With the wide angle lens it does give you a kind of complexity, discordance, where everything isn’t totally stable, and that’s the way I feel about the world, and my place in it. I’m a little afraid of the iconic image where everything is settled and final. Because I don’t think that the way the world I live in is, and there’s the things that come before and the things that come after, but the pictures I feel are transitory moments, they are not the final moment. I think that’s affected my, so called, style. That they are a little bit fractured, a little bit incomplete.

I always feel the best thing that you could do is don’t listen to anyone.
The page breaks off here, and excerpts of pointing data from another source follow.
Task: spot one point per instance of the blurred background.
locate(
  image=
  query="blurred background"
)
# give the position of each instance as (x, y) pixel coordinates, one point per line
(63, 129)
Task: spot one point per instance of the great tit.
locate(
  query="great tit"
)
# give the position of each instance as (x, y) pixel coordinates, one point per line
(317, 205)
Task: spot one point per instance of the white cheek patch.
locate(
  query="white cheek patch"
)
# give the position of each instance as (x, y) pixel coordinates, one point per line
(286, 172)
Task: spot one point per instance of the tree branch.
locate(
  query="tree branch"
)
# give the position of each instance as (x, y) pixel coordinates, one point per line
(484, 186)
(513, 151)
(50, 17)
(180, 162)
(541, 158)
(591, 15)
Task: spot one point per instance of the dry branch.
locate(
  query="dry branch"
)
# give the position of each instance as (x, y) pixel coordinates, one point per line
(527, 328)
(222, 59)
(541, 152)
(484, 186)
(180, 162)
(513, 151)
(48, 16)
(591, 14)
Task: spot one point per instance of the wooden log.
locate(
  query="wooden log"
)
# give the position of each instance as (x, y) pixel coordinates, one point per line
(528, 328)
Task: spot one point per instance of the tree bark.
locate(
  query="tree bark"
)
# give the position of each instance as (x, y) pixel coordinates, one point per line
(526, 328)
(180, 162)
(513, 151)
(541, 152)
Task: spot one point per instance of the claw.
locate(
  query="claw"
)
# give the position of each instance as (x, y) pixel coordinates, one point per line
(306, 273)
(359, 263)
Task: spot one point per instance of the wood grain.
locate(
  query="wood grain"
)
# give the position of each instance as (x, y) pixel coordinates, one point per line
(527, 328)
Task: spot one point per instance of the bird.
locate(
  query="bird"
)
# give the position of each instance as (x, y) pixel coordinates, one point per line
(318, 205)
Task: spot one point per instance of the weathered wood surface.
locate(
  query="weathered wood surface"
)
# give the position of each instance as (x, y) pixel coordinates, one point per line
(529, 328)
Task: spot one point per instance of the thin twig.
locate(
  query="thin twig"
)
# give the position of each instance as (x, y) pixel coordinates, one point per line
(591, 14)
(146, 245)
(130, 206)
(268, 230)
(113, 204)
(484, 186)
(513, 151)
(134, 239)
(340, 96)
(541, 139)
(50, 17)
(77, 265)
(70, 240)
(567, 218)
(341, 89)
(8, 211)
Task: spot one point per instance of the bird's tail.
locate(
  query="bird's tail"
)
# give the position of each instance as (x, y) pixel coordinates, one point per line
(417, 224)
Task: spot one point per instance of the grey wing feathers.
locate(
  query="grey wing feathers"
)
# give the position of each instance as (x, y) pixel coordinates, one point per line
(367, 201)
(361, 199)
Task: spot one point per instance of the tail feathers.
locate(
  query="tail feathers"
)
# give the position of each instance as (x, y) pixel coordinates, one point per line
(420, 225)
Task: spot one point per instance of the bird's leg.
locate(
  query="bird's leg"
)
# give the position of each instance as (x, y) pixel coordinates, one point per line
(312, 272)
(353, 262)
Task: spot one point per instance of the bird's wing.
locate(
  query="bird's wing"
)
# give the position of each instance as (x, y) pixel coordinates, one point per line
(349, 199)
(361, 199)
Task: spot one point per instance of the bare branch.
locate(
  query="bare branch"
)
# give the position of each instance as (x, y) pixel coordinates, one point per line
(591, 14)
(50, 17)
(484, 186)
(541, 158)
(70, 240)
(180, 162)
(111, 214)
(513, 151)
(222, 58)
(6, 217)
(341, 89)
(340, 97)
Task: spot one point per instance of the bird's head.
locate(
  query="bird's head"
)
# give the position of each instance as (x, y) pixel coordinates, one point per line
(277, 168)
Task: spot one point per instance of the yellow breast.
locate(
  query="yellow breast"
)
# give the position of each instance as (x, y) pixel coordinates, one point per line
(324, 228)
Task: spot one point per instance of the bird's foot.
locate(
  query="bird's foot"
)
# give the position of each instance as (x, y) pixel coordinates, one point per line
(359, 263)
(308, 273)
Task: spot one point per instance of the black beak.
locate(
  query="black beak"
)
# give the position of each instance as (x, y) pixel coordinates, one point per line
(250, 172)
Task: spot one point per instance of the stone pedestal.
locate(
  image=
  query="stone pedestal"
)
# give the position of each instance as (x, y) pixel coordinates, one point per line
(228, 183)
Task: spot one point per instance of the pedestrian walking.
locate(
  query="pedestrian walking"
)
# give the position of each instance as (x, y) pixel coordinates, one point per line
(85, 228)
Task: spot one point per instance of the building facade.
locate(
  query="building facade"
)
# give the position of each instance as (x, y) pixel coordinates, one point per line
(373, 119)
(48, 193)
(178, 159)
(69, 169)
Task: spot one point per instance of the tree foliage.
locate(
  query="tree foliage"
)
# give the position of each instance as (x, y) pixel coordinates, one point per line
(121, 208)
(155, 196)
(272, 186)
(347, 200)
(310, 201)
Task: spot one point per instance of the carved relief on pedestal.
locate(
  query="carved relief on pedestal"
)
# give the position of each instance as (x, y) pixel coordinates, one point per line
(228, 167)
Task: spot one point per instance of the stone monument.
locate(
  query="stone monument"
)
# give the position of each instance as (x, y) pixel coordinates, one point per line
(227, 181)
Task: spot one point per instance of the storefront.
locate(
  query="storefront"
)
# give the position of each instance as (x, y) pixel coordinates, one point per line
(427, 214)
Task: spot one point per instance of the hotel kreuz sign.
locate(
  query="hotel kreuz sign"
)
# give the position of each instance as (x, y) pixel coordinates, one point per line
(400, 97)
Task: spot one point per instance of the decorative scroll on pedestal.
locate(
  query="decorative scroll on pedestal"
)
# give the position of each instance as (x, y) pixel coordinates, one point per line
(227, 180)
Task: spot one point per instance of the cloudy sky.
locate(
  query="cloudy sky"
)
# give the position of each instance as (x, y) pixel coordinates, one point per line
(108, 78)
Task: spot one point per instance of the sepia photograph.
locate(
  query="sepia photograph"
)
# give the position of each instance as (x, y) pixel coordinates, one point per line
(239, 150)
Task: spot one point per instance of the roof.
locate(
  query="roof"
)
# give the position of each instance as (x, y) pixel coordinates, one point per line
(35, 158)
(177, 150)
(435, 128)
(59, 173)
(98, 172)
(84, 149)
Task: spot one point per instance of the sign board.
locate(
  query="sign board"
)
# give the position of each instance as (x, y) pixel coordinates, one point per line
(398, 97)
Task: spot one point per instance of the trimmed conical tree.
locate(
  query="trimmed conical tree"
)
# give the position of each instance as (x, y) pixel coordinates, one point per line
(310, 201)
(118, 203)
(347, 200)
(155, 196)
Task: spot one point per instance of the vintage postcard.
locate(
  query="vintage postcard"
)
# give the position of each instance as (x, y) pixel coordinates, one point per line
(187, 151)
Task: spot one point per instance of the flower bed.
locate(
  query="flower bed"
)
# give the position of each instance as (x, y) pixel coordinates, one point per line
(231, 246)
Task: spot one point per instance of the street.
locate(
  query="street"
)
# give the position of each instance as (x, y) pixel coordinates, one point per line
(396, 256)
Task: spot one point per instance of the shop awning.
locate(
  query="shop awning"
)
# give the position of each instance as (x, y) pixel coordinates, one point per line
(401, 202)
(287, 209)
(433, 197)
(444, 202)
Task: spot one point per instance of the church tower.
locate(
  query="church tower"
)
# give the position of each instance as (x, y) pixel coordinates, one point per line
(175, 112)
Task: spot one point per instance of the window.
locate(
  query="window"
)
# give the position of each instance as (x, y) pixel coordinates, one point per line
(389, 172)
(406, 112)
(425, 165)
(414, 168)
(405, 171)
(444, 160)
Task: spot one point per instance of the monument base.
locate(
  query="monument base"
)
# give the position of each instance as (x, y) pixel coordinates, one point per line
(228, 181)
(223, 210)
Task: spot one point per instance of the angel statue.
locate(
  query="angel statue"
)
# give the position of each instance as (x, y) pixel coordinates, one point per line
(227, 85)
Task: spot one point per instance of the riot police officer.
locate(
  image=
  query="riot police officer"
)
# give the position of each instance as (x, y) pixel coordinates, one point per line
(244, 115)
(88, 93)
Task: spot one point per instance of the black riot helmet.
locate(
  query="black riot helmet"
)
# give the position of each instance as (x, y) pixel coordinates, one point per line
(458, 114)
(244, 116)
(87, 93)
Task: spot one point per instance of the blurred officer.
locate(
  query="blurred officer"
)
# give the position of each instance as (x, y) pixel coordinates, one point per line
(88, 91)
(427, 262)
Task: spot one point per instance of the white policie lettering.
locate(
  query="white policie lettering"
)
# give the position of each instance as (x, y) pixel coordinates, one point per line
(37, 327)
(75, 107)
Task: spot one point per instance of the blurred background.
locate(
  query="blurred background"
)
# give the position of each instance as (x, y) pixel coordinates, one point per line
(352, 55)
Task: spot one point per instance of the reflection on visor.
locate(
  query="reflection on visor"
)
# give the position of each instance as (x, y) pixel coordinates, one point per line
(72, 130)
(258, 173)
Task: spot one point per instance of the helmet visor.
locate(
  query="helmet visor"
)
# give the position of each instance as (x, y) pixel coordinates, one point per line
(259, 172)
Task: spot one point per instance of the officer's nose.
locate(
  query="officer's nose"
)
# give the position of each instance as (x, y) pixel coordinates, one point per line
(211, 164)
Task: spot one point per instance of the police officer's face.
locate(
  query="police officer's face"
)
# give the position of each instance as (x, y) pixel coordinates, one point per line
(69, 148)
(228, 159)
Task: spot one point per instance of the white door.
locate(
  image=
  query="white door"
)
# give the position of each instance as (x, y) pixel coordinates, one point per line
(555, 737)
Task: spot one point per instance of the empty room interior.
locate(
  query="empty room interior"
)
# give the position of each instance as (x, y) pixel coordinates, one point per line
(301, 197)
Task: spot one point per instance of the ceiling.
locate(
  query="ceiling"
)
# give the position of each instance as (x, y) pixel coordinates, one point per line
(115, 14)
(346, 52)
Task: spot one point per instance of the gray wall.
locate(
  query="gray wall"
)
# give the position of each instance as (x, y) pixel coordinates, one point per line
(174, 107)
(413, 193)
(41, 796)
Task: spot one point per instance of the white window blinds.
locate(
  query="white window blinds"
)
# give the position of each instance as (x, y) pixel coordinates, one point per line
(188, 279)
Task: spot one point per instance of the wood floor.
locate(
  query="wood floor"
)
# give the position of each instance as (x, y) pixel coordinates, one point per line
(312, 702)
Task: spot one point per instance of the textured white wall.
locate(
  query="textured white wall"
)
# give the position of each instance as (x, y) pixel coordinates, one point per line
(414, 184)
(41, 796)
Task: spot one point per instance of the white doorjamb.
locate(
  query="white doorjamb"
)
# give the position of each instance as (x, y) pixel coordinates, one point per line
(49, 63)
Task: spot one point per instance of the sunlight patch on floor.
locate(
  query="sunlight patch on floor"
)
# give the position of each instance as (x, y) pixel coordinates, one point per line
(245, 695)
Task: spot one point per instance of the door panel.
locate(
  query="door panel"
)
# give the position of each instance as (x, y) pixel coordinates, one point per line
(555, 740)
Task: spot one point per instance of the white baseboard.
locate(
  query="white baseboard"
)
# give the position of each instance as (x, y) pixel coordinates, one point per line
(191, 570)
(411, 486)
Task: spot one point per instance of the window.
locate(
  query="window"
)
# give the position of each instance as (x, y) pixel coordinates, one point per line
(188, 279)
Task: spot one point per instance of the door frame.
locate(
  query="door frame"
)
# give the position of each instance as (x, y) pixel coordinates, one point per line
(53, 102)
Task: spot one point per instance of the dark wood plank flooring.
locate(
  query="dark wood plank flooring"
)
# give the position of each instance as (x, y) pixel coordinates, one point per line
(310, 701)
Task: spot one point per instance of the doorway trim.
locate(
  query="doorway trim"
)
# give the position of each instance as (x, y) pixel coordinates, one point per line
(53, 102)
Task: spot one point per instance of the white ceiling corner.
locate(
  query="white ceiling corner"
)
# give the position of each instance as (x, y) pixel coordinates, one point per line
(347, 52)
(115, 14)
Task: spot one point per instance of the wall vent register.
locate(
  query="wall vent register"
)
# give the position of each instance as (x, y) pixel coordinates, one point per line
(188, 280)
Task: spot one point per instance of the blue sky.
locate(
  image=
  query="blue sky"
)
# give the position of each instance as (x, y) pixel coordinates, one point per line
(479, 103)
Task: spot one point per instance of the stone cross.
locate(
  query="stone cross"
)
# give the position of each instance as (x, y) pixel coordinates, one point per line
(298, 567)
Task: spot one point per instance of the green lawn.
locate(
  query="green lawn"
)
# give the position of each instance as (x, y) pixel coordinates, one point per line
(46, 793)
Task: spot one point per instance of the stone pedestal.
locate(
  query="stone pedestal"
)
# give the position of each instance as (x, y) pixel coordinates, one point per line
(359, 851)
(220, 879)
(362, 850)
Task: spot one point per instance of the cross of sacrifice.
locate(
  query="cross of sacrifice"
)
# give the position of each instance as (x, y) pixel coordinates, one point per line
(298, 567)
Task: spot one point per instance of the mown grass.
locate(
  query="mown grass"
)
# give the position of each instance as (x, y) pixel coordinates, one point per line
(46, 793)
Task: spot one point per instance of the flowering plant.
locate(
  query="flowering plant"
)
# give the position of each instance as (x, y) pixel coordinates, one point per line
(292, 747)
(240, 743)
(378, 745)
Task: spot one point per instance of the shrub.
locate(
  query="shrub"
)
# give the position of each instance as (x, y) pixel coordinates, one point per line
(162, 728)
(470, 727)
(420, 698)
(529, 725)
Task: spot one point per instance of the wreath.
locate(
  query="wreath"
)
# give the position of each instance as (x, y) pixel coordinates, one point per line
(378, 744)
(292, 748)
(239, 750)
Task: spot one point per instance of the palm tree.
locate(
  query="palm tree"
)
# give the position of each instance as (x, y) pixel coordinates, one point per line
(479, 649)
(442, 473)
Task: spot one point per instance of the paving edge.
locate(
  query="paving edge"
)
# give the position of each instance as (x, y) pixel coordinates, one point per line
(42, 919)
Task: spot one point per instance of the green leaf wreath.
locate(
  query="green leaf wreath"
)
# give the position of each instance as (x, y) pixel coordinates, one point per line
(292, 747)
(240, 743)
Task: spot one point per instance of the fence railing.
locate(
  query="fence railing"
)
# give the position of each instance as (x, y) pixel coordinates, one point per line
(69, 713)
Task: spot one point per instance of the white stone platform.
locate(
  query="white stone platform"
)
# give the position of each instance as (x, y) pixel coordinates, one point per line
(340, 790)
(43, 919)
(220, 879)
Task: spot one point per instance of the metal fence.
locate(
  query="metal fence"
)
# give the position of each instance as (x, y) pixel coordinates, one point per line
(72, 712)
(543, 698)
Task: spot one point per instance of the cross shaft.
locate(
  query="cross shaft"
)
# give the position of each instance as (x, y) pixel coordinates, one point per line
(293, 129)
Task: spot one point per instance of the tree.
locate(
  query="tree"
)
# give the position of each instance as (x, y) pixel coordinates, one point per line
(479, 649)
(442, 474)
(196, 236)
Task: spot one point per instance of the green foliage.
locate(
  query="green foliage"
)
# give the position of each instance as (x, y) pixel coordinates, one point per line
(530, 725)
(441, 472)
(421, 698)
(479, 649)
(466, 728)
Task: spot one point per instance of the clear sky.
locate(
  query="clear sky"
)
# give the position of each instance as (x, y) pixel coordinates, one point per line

Find out the few mentors where you look at their work, and it kills you. I remember seeing Robert Frank for the first time, and his work just killed me. I remember seeing some of Gene Smith, the Minamata, at a really early age, and I said ‘God! How do they do this? Why do they do this?’ I remember seeing Minor White’s nudes, it emotionally unsettled me and so I went on my own way and there were people who would tell me to do things differently, but I went on my way, found my own way, and I’m still trying and that’s what I mean. It sounds presumptuous to say don’t listen to people, you listen to people, get their critique, but then you have to find out who you are and once you find out who you are, you stay with it.”